Anti-cloning amendment in Senate higher-ed omnibus bill

What does "human cloning" mean?

The inclusion of an anti-cloning amendment into the Minnesota Senate higher education committee’s omnibus bill, approved this evening, has DFLers suggesting the Republicans pulled a fast one.

The amendment essentially prohibits the use of state and federal funds for “human cloning,” and is a paired-down version of what came up in the Senate this week. (You can read about similar Minnesota bills here.)

The main point debated this evening: what “human cloning” means and what the author, Sen. Michelle Fischbach (R-Paynesville), is trying to do with her amendment.

Here’s the main language:

No state funds or federal funds the state receives for state programs may be used to either support human cloning or to pay for any expenses incidental to human cloning. For purposes of this section, “cloning” means generating a genetically identical copy of an organism at any stage of development by combining an enucleated egg and the nucleus of a somatic cell to make an embryo.

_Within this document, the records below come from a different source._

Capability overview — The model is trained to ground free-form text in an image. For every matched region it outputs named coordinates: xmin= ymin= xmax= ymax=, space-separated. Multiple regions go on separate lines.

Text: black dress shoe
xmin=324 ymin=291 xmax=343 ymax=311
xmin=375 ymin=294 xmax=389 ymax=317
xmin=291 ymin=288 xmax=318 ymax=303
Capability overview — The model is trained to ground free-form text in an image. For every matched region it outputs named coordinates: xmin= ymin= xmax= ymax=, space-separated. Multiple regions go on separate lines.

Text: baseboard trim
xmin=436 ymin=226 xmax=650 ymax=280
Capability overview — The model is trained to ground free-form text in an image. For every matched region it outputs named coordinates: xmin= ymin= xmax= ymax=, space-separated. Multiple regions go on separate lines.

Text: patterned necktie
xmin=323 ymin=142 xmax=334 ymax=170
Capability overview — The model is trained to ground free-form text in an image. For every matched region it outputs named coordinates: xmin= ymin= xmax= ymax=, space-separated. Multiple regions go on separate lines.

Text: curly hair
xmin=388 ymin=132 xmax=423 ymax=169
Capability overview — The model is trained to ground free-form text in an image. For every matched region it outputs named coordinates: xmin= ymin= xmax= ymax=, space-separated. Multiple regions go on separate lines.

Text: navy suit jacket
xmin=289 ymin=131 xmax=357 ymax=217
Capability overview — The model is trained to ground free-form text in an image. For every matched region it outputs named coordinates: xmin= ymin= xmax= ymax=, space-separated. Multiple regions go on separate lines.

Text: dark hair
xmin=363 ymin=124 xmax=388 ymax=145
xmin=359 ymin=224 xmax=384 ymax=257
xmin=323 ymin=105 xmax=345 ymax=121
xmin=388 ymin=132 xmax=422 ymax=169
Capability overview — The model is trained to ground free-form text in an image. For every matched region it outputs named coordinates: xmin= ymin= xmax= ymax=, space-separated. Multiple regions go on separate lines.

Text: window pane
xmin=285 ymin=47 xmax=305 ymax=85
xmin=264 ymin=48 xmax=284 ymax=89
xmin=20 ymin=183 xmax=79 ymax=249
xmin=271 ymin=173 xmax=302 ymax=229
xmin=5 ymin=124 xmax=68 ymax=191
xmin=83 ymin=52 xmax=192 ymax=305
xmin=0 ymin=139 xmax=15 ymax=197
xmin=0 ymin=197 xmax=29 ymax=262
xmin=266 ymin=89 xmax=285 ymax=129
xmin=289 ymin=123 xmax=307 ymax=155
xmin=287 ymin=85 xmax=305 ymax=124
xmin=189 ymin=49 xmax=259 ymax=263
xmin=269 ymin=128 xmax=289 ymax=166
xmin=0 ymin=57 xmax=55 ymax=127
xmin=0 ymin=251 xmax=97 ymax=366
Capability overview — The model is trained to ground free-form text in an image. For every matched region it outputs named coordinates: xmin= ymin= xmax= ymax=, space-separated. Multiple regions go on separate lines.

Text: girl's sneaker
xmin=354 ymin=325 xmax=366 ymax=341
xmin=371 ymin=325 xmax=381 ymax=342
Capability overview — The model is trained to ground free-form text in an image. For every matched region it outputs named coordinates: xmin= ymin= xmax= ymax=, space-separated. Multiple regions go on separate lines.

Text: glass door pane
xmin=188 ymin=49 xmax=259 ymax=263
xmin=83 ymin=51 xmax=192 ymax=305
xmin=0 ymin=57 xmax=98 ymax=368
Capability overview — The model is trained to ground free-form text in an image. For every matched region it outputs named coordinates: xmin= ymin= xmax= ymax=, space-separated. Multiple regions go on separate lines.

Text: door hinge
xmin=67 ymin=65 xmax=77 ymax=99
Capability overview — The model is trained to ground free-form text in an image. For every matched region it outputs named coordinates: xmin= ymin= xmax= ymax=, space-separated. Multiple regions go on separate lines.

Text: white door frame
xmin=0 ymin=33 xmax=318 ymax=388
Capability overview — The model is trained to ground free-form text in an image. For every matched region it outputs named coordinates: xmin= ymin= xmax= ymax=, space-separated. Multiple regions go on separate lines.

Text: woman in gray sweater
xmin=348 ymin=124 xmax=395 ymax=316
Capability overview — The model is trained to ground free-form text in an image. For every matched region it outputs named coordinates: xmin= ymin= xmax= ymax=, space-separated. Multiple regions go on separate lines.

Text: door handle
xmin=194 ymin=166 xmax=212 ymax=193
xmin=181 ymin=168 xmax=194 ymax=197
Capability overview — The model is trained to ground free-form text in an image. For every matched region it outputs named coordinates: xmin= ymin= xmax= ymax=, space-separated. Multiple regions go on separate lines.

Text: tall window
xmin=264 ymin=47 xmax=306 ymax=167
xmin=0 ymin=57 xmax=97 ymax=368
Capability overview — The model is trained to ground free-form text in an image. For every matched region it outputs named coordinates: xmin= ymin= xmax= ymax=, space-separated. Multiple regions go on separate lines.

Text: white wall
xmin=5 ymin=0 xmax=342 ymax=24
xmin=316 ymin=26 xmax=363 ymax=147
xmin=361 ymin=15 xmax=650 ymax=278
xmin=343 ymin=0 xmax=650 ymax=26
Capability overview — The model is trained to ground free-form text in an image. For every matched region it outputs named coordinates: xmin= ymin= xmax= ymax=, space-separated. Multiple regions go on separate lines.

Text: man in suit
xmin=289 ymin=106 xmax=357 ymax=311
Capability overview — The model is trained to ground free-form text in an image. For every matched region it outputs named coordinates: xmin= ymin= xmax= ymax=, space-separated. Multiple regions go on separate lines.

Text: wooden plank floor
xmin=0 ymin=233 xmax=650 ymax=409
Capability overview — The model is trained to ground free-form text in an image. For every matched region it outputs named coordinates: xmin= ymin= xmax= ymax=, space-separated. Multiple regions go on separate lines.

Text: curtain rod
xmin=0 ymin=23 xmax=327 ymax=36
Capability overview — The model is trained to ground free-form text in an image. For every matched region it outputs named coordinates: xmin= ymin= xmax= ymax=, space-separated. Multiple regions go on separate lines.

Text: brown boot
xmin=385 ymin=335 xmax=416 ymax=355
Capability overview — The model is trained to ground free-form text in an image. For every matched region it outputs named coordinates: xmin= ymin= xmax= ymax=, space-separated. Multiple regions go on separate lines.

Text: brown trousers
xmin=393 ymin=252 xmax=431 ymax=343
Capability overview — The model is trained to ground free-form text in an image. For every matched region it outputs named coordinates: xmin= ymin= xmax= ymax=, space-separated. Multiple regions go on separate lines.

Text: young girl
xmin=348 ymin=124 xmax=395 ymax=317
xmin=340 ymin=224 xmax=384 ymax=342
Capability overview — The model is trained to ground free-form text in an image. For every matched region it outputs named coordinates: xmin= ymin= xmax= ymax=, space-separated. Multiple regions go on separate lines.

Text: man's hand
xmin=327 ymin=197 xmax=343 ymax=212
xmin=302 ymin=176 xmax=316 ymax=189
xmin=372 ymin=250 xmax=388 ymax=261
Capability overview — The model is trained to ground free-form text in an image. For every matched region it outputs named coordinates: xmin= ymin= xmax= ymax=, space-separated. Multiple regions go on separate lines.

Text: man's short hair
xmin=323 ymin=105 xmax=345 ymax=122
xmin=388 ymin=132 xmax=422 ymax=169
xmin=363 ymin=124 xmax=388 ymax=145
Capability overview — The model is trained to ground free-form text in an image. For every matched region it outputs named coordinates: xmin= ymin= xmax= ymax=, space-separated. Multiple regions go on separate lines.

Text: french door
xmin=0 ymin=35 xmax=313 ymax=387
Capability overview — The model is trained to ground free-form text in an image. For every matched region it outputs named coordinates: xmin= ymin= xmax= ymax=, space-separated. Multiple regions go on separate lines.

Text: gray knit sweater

The big question: Is Fischbach trying to ban “reproductive cloning” (the cloning of fully formed human beings, which much of the public and scientific community opposes) or “therapeutic cloning” as well (the cloning of tissue for use in the treatment of diseases, which many scientists support)?

It’s a key question. Democrats on the committee, along with one U of M scientist who testified earlier this week, worried that banning therapeutic cloning would damage the state’s research reputation, resulting in lost prestige, revenue and jobs.

This evening, despite repeated questioning, Fischbach wouldn’t say which form of cloning she was targeting — only that she was against “human cloning.”

That led at least one DFLer to suggest she was hiding her true intent — the banning of all cloning. By using the overly broad expression “human cloning” in the amendment, they said, she would confuse the public, which tends to associate “human cloning” with reproductive cloning.

The only person present to testify at the session was a member of the Minnesota Citizens Concerned for Life (MCCL), whose executive director is Fischbach’s husband. She spoke in favor of the amendment.

That prompted DFLers to complain that the Republicans had pulled a fast one — by adding the amendment at the last minute to prevent opposition testimony, adding it to what was essentially a finance bill, and using confusing, overly broad terminology.

Sen. Ron Latz (DFL-St. Louis Park) told the committee:

“The fact that it’s the MCCL testifying tells us a lot about the motive of this bill. This is the pro-life movement trying to move the envelope. Let’s be honest …and not pretend here. … I respect that religious belief, but ennobling it in state statute is a different matter.”

Fischbach said it was standard procedure to insert last-minute amendments — as DFLers did later that evening — and that the public has already had multiple hearings at which they could testify:

“There was ample opportunity to testify – not on this exact language – but on this issue.”

No real surprises with the rest of the bill and its funding decisions, which are essentially the same as what was reported in the budget breakdown.

(The Minnesota State Colleges and Universities system took a 10.33 percent hit, the University of Minnesota a 14.41 percent hit, the Office of Higher Ed administration a 10.33 percent hit and the State Grant Program a 2.58 percent increase.)

The bill’s other points (many of which I’ve written about) include:

  • a tuition cap of 3 percent annually for two-year MnSCU colleges, 4 percent for MnSCU universities and 4 percent for resident University of Minnesota undergraduates;
  • a requirement that MnSCU put any savings they gain through legislative salary curbs toward the lowering of tuition.
  • a new formulation for the State Grant Award program that would shift the burden of tuition not covered by the program from students onto their families in an attempt to protect low-income families. (How this is supposed to work, I’m not sure.)
  • a study of graduate education at for-profit institutions; and
  • a lowering from 66 to 62 the age at which people can attend college classes at reduced cost.

It took a lashing by Democrats on the committee.

Sen. Kathy Sheran (DFL-Mankato) knocked the bill as another attempt to have the middle- and lower classes shoulder the tax burden while leaving wealthiest residents.

“We’re on our third round of cuts, and people have lost wages, benefits … and services from the county. But we have yet to ask the highest earners to contribute a dollar more (to solving the fiscal crisis).”

  • Anonymous

    Hmm…

    The wording is deliberately vague.

    I predict vetoes in the future. This governor – unlike the last one – is wise to not make veto threats in advance.

    But he has proven capable of using his veto power.